Data security and privacy of Android users is one of the challenging security problems addressed by the security research community. A major source of the security vulnerabilities in Android apps is attributed to bugs within source code, insecure APIs, and unvalidated code before performing sensitive operations. Specifically, the major class of app vulnerabilities is related to the categories such as inter-component communication (ICC), networking, web, cryptographic APIs, storage, and runtime-permission validation. A major portion of current contributions focus on identifying a smaller subset of vulnerabilities. In addition, these methods do not discuss how to remove detected vulnerabilities from the affected code. In this work, we propose a novel vulnerability detection and patching framework, Vulvet , which employs static analysis approaches from different domains of program analysis for detection of a wide range of vulnerabilities in Android apps.

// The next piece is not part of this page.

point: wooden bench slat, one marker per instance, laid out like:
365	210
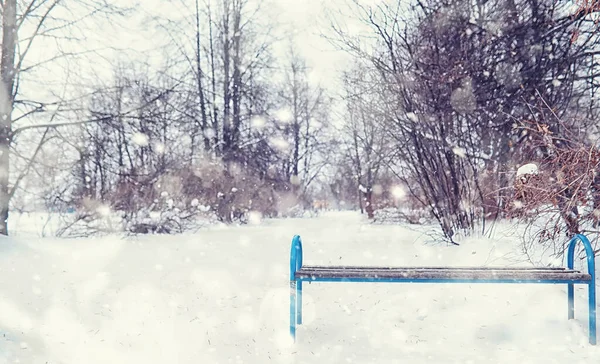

We propose an additional light-weight technique, FP-Validation, to mitigate false positives in comparison to existing solutions owing to over-approximation. In addition to improved detection, Vulvet provides an automated patching of apps with safe code for each of the identified vulnerability using bytecode instrumentation. We implement Vulvet as an extension of Soot. To demonstrate the efficiency of our proposed framework, we analyzed 3,700 apps collected from various stores and benchmarks consisting of various weak implementations. Our results indicate that Vulvet is able to achieve vulnerability detection with 95.23% precision and 0.975 F-measure on benchmark apps; a significant improvement in comparison to recent works along with successful patching of identified vulnerabilities.